Potential Pythonic Pitfalls
Potential Pythonic Pitfalls
Monday, 11 May 2015
Table of Contents
Python is a very expressive language. It provides us with a large standard library and many builtins to get the job done quickly. However, many can get lost in the power that it provides, fail to make full use of the standard library, value one liners over clarity and misunderstand its basic constructs. This is a non-exhaustive list of a few of the pitfalls programmers new to Python fall into.
Not Knowing the Python Version
This is a recurring problem in StackOverflow questions. Many write perfectly working code for one version but they have a different version of Python installed on their system.[1] Make sure that you know the Python version you're working with. You can check via the following:
$ python --version
Python 2.7.9
Not using Pyenv
pyenv is a great tool for managing different Python versions. Unfortunately, it only works on *nix systems. On Mac OS, one can simply install it via brew install pyenv and on Linux, there is an automatic installer.
Obsessing Over One-Liners
Some get a real kick out of one liners. Many boast about their one-liner solutions even if they are less efficient than a multi-line solution.

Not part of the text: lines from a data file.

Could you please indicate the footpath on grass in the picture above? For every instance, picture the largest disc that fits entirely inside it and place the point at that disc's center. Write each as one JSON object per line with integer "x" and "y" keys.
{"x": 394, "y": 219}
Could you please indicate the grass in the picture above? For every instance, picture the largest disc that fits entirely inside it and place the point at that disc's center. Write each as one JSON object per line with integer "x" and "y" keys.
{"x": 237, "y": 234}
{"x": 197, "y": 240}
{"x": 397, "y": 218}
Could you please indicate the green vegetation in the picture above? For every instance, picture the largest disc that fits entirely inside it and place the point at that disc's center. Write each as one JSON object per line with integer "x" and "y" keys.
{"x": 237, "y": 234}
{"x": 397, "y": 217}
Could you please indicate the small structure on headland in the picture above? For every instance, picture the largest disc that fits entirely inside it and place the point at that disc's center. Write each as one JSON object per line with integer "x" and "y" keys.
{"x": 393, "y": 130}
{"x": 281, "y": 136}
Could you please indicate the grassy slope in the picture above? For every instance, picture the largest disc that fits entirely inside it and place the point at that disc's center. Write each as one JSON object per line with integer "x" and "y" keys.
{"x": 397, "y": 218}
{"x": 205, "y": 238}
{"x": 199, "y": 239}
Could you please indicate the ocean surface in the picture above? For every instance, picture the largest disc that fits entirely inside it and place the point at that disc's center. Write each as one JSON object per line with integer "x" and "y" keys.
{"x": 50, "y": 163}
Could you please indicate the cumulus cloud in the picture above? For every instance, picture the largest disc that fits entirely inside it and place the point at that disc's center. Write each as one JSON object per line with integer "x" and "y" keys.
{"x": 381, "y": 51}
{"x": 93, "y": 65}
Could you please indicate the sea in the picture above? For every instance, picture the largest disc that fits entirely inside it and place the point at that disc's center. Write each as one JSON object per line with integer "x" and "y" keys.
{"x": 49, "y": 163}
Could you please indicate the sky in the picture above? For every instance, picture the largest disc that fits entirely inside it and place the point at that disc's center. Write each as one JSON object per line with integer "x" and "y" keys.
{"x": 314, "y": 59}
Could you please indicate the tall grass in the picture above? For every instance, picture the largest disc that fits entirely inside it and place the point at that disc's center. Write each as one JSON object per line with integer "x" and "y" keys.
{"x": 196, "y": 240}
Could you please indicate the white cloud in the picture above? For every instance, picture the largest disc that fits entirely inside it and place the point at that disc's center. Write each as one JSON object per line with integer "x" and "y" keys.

What this essentially means in Python is convoluted comprehensions having multiple expressions. For example:
l = [m for a, b in zip(this, that) if b.method(a) != b for m in b if not m.method(a, b) and reduce(lambda x, y: a + y.method(), (m, a, b))]
To be perfectly honest, I made the above example up. But, I've seen plenty of people write code like it. Code like this will make no sense in a week's time. If you're trying to do something a little more complex that simply adding an item to a list or set with a condition then you're probably making a mistake.
One-Liners are not achievements, yes they can seem very clever but they are not achievements. Its like thinking that shoving everything into your closet is an actual attempt at cleaning your room. Good code is clean, easy to read and efficient.
Initializing a set the Wrong Way
This is a more subtle problem that can catch you off guard. set comprehensions are a lot like list comprehensions.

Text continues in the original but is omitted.